After the Justice League are lost in time and presumed dead, Batman recruits Major Disaster into a substitute Justice League group consisting of Nightwing, Green Arrow, Atom, Hawkgirl, Firestorm, Jason Blood, and Faith. Major Disaster later joins the Justice League Elite, a covert-ops arm of the Justice League led by Vera Black. Major Disaster is revealed to be alcoholic; during a battle with the Justice Society of America, he uses his powers while drunk, resulting in Hawkgirl being severely injured and Manitou Raven killed. At the end of the Justice League Elite series, Major Disaster resigns from the League.

In Infinite Crisis, Major Disaster is killed by Superboy-Prime. He is later resurrected as a Black Lantern during the Blackest Night event and attempts to seek revenge before Prime kills him using a black ring.

In 2011, The New 52 rebooted the DC universe. Major Disaster returned in Superman/Wonder Woman confronting the heroes alongside the Atomic Skull.
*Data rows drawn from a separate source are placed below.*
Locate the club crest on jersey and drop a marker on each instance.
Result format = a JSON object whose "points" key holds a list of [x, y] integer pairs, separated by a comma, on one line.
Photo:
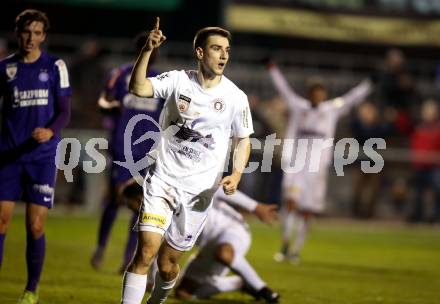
{"points": [[218, 105], [183, 103], [11, 70], [43, 76]]}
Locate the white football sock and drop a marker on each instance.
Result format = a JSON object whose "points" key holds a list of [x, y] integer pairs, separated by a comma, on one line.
{"points": [[301, 234], [242, 267], [161, 290], [133, 288]]}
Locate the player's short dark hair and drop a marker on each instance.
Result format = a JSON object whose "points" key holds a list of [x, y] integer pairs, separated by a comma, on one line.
{"points": [[202, 36], [28, 16]]}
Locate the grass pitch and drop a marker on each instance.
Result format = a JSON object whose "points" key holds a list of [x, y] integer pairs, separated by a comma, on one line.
{"points": [[343, 262]]}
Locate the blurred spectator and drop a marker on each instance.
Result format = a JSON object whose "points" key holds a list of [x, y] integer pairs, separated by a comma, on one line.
{"points": [[87, 75], [398, 90], [366, 125], [425, 149], [268, 117], [3, 48]]}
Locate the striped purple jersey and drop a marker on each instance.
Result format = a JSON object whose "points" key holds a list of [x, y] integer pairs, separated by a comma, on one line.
{"points": [[31, 92]]}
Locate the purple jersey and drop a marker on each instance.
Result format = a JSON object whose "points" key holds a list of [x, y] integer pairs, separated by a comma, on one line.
{"points": [[131, 105], [30, 93]]}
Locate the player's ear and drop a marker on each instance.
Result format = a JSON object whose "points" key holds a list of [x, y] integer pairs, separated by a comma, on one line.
{"points": [[199, 53]]}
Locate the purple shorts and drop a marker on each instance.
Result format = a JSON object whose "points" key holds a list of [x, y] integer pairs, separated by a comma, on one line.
{"points": [[32, 182]]}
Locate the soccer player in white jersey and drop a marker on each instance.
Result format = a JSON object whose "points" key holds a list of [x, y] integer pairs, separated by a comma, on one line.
{"points": [[224, 243], [203, 109], [223, 246], [315, 118]]}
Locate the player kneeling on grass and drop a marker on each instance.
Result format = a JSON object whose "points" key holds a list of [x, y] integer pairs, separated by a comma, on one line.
{"points": [[223, 244]]}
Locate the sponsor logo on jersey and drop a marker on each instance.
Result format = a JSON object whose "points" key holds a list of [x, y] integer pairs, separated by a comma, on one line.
{"points": [[29, 98], [218, 105], [43, 76], [153, 219], [11, 70], [183, 103]]}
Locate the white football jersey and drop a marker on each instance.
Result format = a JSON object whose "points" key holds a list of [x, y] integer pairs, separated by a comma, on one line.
{"points": [[307, 123], [196, 126]]}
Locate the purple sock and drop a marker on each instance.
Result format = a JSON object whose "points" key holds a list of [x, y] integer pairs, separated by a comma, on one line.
{"points": [[107, 220], [2, 240], [130, 247], [35, 252]]}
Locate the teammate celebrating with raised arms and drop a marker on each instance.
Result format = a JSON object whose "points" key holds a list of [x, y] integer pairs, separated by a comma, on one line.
{"points": [[202, 110], [311, 119], [36, 106]]}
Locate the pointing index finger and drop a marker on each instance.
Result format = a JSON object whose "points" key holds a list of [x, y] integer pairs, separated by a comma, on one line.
{"points": [[156, 26]]}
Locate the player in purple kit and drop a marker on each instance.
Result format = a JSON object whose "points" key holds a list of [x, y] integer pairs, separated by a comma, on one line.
{"points": [[36, 106], [122, 106]]}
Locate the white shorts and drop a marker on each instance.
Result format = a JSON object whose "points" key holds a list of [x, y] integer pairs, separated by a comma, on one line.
{"points": [[307, 189], [219, 229], [169, 211]]}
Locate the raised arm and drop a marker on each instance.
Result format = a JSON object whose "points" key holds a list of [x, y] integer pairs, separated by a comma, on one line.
{"points": [[294, 101], [353, 97], [139, 84], [266, 213]]}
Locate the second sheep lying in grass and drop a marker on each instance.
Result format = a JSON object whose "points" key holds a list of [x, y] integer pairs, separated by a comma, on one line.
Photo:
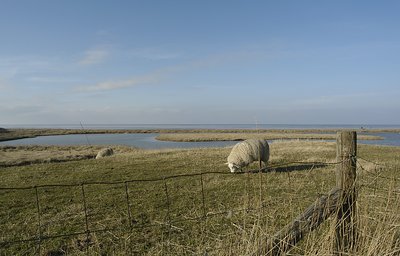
{"points": [[246, 152]]}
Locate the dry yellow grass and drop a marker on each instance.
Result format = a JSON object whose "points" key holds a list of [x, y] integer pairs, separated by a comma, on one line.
{"points": [[196, 137], [286, 192]]}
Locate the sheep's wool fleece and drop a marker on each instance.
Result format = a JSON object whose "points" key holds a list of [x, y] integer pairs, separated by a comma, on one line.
{"points": [[248, 151], [104, 152]]}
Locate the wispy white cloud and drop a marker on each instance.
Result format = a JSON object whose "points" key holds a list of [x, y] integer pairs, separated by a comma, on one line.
{"points": [[118, 84], [154, 54], [94, 56], [160, 75]]}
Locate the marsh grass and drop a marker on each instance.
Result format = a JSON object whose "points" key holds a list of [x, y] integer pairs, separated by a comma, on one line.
{"points": [[240, 211], [229, 136]]}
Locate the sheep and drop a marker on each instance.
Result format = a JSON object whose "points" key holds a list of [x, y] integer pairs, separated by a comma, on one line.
{"points": [[105, 152], [246, 152]]}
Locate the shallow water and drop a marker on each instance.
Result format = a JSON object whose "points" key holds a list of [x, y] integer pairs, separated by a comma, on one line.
{"points": [[148, 141]]}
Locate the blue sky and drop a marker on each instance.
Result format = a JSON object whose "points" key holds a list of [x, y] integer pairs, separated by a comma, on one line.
{"points": [[113, 62]]}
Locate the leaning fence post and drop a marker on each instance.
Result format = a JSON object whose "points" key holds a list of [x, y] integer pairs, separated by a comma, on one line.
{"points": [[345, 229]]}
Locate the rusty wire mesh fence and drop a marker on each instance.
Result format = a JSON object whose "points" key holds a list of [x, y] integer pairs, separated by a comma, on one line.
{"points": [[136, 220]]}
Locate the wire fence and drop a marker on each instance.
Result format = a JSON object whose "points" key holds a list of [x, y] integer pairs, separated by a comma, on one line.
{"points": [[170, 219]]}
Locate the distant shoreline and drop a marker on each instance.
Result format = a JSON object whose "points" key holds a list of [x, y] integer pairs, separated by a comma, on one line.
{"points": [[21, 133]]}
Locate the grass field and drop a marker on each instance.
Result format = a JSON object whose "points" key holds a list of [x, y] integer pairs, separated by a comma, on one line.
{"points": [[170, 217]]}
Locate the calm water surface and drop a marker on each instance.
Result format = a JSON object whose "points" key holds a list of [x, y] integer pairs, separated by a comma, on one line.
{"points": [[140, 140], [148, 141]]}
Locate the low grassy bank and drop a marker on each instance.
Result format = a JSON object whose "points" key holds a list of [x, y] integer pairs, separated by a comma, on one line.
{"points": [[12, 134], [226, 229], [198, 137]]}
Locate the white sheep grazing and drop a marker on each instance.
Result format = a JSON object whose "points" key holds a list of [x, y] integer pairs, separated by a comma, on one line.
{"points": [[246, 152], [105, 152]]}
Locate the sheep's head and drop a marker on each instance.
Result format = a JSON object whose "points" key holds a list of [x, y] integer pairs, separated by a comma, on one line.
{"points": [[233, 168]]}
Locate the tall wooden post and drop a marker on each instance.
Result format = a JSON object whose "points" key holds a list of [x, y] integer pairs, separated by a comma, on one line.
{"points": [[346, 152]]}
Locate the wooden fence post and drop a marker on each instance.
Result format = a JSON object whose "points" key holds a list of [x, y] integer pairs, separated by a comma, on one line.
{"points": [[345, 230]]}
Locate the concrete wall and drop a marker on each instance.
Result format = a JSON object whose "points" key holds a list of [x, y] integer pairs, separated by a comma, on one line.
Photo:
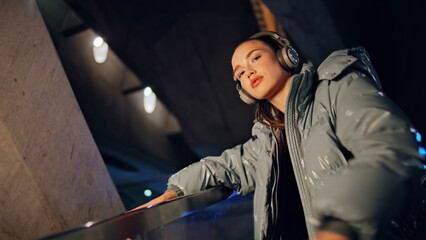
{"points": [[52, 177]]}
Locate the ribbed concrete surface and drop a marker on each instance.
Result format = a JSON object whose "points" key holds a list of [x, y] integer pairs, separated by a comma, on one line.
{"points": [[52, 176]]}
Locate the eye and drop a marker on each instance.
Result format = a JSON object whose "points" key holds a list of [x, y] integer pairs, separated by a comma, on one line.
{"points": [[255, 58]]}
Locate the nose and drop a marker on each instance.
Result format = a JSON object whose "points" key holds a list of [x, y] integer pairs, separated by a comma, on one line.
{"points": [[250, 72]]}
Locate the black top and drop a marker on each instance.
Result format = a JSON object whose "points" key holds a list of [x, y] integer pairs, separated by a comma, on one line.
{"points": [[291, 220]]}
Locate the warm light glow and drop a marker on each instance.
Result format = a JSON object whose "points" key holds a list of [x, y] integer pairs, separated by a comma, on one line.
{"points": [[147, 193], [100, 50], [149, 100], [98, 42], [147, 91]]}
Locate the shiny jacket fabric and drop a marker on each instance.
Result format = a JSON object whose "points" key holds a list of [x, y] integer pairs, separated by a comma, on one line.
{"points": [[353, 152]]}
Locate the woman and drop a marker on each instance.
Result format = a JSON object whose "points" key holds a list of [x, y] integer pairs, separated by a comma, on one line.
{"points": [[331, 156]]}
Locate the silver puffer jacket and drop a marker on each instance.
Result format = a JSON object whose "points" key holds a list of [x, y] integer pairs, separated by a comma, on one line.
{"points": [[354, 155]]}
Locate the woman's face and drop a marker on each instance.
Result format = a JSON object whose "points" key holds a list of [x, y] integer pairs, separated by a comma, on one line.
{"points": [[254, 63]]}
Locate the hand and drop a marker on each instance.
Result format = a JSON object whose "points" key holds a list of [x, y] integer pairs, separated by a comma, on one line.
{"points": [[167, 196], [325, 235]]}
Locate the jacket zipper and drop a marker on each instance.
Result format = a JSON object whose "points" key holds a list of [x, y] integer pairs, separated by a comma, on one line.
{"points": [[276, 184], [293, 139]]}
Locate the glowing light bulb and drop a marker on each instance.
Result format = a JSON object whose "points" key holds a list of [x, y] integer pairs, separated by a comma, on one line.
{"points": [[147, 193], [98, 42]]}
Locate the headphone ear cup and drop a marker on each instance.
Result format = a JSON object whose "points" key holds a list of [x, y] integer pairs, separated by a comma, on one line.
{"points": [[288, 58]]}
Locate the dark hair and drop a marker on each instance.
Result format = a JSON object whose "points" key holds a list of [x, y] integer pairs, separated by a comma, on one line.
{"points": [[266, 113]]}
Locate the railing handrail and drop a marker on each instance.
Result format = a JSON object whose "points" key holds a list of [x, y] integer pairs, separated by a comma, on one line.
{"points": [[129, 224]]}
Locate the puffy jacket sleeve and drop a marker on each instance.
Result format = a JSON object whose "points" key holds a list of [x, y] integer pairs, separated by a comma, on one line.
{"points": [[235, 169], [380, 137]]}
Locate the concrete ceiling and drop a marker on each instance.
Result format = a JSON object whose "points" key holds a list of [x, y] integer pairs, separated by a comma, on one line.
{"points": [[183, 49]]}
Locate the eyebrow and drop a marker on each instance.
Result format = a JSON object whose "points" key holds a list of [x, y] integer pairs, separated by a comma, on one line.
{"points": [[247, 56]]}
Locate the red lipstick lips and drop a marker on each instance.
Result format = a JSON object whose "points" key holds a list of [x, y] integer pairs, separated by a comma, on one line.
{"points": [[255, 81]]}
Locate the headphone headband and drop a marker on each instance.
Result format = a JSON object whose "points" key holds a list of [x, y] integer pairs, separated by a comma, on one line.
{"points": [[274, 36]]}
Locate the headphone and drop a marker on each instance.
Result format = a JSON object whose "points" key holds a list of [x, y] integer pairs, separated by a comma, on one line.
{"points": [[286, 55]]}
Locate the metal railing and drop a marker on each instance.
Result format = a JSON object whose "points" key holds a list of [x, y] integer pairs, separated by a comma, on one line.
{"points": [[130, 224]]}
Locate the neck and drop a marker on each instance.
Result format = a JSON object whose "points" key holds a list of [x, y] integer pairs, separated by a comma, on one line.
{"points": [[279, 100]]}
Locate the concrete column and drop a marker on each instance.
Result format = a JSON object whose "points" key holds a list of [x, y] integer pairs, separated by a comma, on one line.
{"points": [[52, 176]]}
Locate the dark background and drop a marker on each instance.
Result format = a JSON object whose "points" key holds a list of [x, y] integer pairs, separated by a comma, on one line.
{"points": [[182, 50]]}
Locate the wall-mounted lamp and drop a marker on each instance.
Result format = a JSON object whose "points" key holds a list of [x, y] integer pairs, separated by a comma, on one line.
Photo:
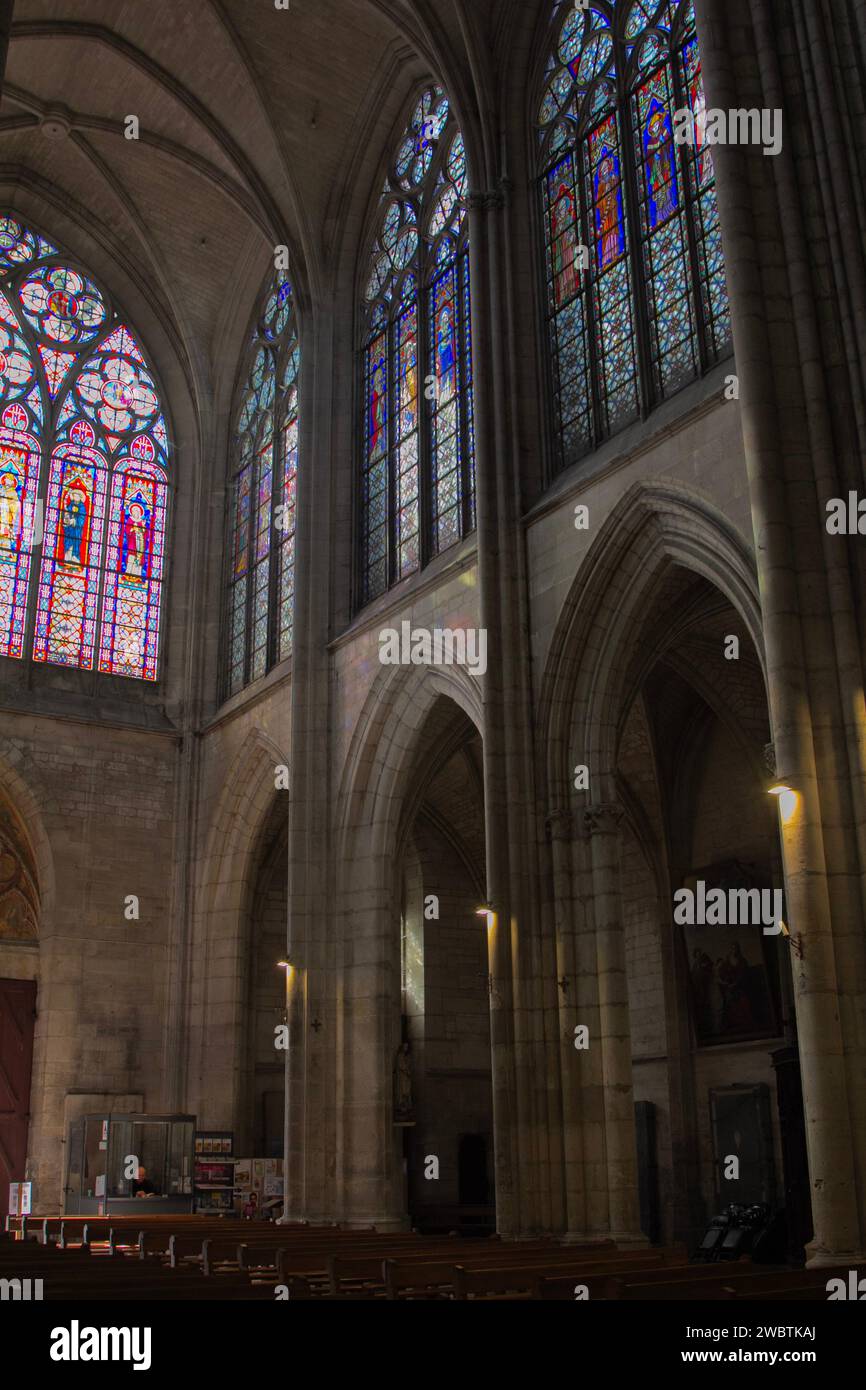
{"points": [[787, 801]]}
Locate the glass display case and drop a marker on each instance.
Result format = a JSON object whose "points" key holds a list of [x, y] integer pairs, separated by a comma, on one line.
{"points": [[116, 1162]]}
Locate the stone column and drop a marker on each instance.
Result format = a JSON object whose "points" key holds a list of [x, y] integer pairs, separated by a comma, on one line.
{"points": [[602, 824], [488, 389], [794, 253]]}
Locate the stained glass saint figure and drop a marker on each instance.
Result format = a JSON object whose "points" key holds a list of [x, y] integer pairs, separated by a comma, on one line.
{"points": [[10, 512], [135, 535], [445, 352], [378, 396], [608, 210], [72, 526], [563, 232], [660, 168]]}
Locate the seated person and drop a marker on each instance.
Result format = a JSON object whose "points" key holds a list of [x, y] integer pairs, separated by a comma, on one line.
{"points": [[141, 1186]]}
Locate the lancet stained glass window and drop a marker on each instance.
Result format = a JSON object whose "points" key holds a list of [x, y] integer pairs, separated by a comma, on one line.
{"points": [[264, 471], [417, 488], [634, 273], [84, 470]]}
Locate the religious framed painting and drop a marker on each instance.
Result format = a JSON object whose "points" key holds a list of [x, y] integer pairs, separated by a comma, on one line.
{"points": [[733, 968]]}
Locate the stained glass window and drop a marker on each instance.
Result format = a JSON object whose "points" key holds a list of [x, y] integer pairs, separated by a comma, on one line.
{"points": [[635, 293], [417, 487], [84, 469], [264, 471]]}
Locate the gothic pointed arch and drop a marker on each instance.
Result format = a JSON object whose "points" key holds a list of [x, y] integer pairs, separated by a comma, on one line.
{"points": [[84, 470], [635, 298], [417, 476], [263, 474]]}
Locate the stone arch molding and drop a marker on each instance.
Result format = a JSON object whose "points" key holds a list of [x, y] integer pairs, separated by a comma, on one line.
{"points": [[654, 528], [242, 809], [376, 779]]}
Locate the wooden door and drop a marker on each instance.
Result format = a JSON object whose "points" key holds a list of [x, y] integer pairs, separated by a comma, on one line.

In 2016, DC Comics implemented a relaunch of its books called "DC Rebirth" which restored its continuity to a form much as it was prior to "The New 52". Major Disaster is revealed to have a daughter named Penny who debuted as Minor Disaster in the Harley Quinn comic, utilizing a H-Dial-resembling device called the Disaster Dial and teaming up with her neglectful father.

==Powers and abilities==
Major Disaster's powers originally came from a set of weapons he used to cause natural disasters. Over time, exposure to these weapons made the powers internalize and now Disaster can cause chaos at will. Disaster later makes a deal with Neron that greatly enhances his powers, enabling him to see the strands of chaos around him. The disasters he can now control theoretically range from being able to command asteroid showers without breaking a sweat to causing heart attacks, nose bleeds, and even making people trip up. He appears to have no real limitations, though he lacks fine control. He has devised a force field for himself, using his powers to redirect attacks, though he seems not to use it much. While Major Disaster is adept at creating chaos, it takes him great effort to stop disasters, whether his own or natural.

==In other media==
- Major Disaster makes non-speaking cameo appearances in Justice League Unlimited as a member of Gorilla Grodd's Secret Society before being killed by Darkseid.
- Major Disaster appears in Batman: The Brave and the Bold, voiced by James Arnold Taylor.
- Major Disaster appears as a character summon in Scribblenauts Unmasked: A DC Comics Adventure.